Отец Василий смущенно оглядывал свое все более выпирающее брюшко и смущенно признавал, что да, зарядка – занятие полезное, и надо бы снова взяться за себя.

За такими мыслями священник и не заметил, как добрался до дому, и здесь его ждал очередной сюрприз.

– А у нас деньги пропали, – сделала комическое выражение лица жена.

– Много? – озадачился отец Василий.

– Все полторы тысячи, что ты мне на хозяйство оставил.

– Из подзеркальника?

– Ага.

Священник вздохнул. Переспрашивать, а не переложила ли жена деньги в другое место, было бессмысленно – за два с лишним года совместной жизни отец Василий неоднократно убеждался, что Ольга никогда ничего не забывает и абсолютно точно знает, где что лежит.

– Ладно, моя вина, – вздохнул он и полез в бумажник – доставать следующие полторы тысячи.

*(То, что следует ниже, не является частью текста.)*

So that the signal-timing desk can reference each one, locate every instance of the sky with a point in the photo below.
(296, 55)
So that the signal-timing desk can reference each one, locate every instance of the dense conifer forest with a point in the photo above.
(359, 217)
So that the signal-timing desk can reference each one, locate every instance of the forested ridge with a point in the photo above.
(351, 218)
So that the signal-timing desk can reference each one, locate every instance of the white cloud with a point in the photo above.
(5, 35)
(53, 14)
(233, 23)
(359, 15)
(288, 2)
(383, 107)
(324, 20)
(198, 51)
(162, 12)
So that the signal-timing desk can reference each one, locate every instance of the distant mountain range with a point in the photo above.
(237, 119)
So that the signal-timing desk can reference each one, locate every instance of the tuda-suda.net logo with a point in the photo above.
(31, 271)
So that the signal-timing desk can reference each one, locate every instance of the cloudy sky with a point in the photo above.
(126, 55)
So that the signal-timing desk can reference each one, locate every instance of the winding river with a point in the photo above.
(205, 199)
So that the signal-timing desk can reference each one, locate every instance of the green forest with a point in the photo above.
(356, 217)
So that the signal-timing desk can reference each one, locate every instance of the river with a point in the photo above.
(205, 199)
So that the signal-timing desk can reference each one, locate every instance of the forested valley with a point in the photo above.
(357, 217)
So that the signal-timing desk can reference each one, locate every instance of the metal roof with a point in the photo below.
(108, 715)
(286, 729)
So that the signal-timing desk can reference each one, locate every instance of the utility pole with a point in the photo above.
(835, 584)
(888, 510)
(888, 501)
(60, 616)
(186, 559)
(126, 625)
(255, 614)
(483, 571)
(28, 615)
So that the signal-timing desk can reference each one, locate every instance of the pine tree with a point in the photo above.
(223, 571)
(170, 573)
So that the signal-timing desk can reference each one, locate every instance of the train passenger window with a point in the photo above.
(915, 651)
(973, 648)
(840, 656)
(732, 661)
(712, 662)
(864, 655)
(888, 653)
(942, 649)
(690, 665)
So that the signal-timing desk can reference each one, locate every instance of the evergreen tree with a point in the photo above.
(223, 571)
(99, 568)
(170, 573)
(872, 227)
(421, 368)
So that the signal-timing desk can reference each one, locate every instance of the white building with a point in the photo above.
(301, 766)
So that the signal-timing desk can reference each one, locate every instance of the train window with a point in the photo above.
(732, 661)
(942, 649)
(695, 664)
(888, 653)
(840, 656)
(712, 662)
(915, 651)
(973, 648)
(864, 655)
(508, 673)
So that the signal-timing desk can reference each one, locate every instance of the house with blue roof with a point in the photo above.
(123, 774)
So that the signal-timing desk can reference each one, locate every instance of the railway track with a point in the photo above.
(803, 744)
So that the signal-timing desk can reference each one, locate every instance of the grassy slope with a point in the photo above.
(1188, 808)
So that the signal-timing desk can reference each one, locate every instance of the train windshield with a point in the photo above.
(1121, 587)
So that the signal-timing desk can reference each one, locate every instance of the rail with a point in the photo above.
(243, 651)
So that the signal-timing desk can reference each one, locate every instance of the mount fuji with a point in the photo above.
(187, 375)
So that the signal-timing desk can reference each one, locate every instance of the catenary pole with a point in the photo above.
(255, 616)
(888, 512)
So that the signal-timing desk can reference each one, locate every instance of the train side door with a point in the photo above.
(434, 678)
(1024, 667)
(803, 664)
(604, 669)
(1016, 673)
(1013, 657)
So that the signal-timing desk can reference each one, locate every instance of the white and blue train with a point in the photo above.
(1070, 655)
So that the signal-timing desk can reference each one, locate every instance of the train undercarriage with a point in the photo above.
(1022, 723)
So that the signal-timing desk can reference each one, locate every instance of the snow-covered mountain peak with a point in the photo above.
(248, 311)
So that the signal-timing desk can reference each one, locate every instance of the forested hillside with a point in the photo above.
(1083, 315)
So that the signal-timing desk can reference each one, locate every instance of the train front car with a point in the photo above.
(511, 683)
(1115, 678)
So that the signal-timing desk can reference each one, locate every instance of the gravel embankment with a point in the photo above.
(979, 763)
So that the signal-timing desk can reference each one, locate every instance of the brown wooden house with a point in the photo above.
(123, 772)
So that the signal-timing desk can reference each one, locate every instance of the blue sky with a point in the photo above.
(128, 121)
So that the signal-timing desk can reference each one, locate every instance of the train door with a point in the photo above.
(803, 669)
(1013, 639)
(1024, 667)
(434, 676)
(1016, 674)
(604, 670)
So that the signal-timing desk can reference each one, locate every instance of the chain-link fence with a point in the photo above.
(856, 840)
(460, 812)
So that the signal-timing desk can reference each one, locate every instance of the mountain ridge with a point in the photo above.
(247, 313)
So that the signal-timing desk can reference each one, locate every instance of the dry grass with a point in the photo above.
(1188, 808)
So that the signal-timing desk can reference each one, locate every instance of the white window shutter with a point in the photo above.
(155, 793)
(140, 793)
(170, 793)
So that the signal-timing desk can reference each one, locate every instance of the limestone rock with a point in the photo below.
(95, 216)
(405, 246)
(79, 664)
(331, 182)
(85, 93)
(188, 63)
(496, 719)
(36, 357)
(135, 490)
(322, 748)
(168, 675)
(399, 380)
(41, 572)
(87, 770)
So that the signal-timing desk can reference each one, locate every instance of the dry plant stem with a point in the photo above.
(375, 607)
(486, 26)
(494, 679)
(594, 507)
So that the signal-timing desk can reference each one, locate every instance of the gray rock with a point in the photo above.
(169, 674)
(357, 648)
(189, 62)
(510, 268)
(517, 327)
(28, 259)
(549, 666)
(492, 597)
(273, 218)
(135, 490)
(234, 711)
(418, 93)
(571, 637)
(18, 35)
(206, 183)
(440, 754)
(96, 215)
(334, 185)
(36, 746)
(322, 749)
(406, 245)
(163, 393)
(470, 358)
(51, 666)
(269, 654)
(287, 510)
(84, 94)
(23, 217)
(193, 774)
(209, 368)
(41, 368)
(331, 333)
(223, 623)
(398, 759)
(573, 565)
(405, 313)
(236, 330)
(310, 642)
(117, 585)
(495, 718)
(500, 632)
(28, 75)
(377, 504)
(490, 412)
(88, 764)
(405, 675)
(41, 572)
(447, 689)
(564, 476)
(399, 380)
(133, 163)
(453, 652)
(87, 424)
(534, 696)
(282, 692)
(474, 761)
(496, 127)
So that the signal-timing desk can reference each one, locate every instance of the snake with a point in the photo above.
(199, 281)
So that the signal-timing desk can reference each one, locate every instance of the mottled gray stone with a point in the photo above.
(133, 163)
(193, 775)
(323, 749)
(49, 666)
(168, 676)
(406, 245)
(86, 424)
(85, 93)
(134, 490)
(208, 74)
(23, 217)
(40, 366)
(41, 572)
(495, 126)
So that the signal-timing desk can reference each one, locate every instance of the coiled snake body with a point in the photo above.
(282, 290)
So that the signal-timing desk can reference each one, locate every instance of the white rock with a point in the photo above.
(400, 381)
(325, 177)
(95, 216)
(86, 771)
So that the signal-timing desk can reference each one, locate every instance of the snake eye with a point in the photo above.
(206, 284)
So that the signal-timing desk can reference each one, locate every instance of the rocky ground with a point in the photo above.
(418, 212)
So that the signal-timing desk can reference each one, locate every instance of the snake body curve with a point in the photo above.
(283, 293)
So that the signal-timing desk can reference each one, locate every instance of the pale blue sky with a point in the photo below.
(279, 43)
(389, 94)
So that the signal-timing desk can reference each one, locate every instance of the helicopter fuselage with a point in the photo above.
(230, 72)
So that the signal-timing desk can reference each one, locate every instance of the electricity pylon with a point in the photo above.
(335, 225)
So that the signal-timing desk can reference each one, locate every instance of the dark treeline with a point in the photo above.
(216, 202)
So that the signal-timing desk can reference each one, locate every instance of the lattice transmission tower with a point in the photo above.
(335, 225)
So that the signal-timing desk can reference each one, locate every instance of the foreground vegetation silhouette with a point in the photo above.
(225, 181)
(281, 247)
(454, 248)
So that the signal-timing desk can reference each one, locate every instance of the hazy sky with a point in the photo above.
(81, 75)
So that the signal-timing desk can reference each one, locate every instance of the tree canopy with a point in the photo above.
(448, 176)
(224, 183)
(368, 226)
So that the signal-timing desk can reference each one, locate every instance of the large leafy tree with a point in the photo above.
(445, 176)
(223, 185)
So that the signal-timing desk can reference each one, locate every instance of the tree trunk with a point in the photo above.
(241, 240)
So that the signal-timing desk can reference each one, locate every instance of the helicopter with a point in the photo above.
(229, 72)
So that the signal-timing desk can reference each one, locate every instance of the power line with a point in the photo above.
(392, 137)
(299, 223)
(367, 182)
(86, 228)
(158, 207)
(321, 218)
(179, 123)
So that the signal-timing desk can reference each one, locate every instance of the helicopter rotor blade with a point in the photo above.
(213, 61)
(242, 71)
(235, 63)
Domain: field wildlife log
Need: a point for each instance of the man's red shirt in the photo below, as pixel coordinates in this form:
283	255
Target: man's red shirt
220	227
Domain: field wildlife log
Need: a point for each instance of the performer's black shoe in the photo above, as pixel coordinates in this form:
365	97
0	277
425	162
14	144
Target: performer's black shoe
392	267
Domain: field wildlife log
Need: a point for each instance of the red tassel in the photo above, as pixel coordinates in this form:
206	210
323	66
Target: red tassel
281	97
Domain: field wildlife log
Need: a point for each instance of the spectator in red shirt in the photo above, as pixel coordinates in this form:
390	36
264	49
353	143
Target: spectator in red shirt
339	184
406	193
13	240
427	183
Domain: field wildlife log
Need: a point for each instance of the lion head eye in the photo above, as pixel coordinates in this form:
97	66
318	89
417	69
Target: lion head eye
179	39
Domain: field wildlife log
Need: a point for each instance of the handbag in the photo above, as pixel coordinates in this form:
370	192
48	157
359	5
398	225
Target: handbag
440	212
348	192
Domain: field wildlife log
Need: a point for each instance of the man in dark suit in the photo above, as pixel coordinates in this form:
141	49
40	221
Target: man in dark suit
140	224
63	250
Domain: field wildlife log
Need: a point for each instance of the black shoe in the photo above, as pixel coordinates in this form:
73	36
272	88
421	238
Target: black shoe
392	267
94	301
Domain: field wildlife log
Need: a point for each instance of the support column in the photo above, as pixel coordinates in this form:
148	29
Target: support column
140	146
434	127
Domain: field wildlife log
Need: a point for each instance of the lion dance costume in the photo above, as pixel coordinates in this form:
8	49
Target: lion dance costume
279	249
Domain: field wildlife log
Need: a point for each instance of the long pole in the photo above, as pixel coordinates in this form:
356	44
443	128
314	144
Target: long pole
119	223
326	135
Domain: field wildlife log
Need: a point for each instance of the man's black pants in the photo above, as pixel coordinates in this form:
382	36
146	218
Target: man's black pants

Он понимал, что денежки умыкнули бомжи Петя и Марина. Недаром они так раненько поднялись и так быстренько свалили. Нужно очень долго голодать и получать от жизни одни тычки, чтобы опуститься до столь постыдной кражи в доме своего благодетеля.

Время от времени отец Василий сталкивался с подобной неблагодарностью, но относился к этому философски, прекрасно понимая, что, если он будет расстраиваться и, следуя ветхозаветной традиции, отвечать ударом на удар, он, возможно, и вернет утраченное, но потеряет нечто куда как более ценное. И веру в конечную справедливость, да и самого себя, такого, как есть, – не мелочного и достаточно сильного, чтобы продолжать идти дальше, не обращая внимания на помехи. И чтобы изменить это его отношение к жизни, должно было случиться что-то действительно неординарное и на самом деле непереносимое.